Once policies are generated, the Policy Enforcer sits directly between the Agent’s logic and the tools. It validates every request against:

  1. The CFG: “Is Read File allowed to be called right after Execute Fix?”
  2. Input Constraints: “Does the file path match the Regex pattern for this tool?”
  3. Attribute Constraints: “Is the current time within permitted working hours?”

If any check fails, the action is blocked, and the agent is halted.

Evaluation: Does It Work?

The researchers tested AgentGuardian on two real-world applications:

  1. Knowledge Assistant: An agent for web discovery and report generation.
  2. IT Support Agent: A diagnostic agent with system-level access.

The Results

Using metrics like False Acceptance Rate (FAR) and False Rejection Rate (FRR), the framework showed promising results:

The Impact of Data Quantity

The study found that the number of samples in the staging phase matters. When generating Regex patterns:

Regex Quality vs. Sample Size

10 Samples:  ".*"  (Accepts anything - Dangerous)
             |
             v
60 Samples:  "^/Cars/.*\\.txt$" (Strict path matching - Safe)

Why This Matters

AgentGuardian represents a shift from reactive filtering to proactive governance. By combining ABAC (Attribute-Based Access Control) with Control Flow Graphs, it provides a three-layer defense:

  1. Input Level: What data is coming in?
  2. Context Level: When and how is it coming in?
  3. Orchestration Level: Is the sequence of actions logical?

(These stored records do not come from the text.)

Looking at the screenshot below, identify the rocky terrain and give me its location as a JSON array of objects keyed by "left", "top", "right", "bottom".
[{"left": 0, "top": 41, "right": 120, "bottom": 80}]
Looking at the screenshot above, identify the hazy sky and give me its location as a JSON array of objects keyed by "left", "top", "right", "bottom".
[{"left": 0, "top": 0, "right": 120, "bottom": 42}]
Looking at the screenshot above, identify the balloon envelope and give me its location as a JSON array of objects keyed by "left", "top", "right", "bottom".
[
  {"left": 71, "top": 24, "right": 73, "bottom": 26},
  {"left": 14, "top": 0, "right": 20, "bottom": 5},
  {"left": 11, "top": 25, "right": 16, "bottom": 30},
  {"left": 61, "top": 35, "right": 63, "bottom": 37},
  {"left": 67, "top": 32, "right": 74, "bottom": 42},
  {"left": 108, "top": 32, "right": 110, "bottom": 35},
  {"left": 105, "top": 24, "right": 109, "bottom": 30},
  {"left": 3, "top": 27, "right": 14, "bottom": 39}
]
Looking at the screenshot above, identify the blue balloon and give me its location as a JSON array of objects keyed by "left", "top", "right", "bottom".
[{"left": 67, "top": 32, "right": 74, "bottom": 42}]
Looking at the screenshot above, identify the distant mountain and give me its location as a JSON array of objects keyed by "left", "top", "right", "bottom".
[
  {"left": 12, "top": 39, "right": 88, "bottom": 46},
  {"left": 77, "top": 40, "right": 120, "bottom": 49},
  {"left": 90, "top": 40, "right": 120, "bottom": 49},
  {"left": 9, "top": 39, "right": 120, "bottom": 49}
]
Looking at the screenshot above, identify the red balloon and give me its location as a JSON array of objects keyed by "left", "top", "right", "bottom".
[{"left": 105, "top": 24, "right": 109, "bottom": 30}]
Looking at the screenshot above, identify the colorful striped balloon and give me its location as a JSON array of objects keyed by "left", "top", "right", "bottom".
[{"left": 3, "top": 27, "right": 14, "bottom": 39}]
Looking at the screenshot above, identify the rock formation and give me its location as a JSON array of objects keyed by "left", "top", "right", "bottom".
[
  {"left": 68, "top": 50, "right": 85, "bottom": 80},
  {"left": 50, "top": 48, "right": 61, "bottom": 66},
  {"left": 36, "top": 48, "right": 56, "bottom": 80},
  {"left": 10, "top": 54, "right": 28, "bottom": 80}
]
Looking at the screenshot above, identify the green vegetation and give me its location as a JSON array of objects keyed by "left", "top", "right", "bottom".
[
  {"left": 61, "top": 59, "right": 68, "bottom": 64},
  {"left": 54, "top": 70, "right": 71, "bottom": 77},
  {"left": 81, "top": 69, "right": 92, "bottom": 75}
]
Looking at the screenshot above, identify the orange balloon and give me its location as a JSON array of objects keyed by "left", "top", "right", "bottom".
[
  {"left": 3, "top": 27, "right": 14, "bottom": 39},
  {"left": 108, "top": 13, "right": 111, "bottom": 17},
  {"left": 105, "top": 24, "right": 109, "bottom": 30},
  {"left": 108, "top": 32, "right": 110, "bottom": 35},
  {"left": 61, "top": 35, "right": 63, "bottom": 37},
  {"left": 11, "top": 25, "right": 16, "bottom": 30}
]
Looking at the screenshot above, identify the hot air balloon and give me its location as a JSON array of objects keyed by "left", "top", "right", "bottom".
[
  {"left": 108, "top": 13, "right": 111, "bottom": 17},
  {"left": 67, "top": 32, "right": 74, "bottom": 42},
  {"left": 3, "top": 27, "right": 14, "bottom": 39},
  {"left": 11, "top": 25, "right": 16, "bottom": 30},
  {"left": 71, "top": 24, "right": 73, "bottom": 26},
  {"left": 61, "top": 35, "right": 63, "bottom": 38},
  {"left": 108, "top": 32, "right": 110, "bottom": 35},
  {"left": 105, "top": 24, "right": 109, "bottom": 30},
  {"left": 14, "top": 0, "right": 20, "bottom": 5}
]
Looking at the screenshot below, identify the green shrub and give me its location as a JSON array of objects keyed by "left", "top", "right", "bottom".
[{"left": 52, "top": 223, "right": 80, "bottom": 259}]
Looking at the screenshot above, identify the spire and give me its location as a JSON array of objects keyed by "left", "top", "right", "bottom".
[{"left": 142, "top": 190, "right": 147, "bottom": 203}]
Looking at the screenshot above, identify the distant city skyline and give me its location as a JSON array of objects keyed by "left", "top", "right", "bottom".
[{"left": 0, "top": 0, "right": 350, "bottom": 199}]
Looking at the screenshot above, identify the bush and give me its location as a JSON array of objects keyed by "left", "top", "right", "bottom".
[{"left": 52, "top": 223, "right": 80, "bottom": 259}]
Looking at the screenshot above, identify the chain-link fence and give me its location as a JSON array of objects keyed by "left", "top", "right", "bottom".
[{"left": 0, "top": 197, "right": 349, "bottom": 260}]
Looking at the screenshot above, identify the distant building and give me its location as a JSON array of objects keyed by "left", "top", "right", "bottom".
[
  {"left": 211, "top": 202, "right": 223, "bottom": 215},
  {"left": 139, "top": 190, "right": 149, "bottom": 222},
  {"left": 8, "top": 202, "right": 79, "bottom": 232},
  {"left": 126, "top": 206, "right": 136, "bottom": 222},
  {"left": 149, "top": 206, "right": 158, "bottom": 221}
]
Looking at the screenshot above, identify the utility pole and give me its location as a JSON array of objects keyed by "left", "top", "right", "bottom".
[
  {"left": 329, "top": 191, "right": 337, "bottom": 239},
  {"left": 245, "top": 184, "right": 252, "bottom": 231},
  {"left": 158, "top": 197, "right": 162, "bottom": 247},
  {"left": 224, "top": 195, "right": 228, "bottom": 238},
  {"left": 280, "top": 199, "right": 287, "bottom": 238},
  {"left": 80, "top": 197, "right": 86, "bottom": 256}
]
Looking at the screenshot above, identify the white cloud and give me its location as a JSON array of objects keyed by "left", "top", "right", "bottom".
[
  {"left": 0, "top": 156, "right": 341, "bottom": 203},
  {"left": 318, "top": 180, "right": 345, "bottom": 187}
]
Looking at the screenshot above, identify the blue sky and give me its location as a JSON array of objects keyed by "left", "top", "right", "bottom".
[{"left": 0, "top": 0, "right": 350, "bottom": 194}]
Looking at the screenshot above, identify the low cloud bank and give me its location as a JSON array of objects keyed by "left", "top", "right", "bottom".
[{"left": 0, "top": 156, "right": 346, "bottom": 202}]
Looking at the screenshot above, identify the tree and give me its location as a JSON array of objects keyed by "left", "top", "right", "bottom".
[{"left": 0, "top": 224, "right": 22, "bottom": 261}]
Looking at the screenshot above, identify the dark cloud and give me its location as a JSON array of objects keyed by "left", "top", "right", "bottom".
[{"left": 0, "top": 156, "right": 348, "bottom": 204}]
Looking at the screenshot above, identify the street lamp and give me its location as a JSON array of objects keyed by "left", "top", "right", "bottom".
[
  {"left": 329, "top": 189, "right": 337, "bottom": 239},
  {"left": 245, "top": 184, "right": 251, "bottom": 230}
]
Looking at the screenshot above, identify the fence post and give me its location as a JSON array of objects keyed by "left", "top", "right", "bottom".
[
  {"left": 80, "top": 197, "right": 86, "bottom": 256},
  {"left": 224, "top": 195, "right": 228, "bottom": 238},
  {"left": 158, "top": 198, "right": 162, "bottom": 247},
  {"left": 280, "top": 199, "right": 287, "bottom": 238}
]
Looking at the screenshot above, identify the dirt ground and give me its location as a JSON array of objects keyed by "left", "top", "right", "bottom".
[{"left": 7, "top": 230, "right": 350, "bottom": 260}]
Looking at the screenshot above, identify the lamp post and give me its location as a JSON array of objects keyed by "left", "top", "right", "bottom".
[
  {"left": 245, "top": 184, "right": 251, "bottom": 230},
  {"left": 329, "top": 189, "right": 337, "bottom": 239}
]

While automated policy generation remains challenging (specifically handling rare but valid inputs), this framework offers a path toward making autonomous AI agents safe enough for enterprise deployment.

References

  1. Abbaev, N., Klimov, D., Levinov, G., Mimran, D., Elovici, Y., & Shabtai, A. (2026). AGENTGUARDIAN: Learning Access Control Policies to Govern AI Agent Behavior. arXiv preprint arXiv:2601.10440.
  2. Llama Guard. Inan, H., et al. (2023). LLM-based input-output safeguard for human-AI conversations.
  3. Gartner. (2024). Emerging Technology Analysis: AI Agents and Security Controls.
  4. Progent. Shi, T., et al. (2025). Programmable privilege control for LLM agents.
  5. SafeFlow. Li, P., et al. (2025). A principled protocol for trustworthy and transactional autonomous agent systems.
  6. CaMeL. (2025). Separates trusted execution flow from untrusted context.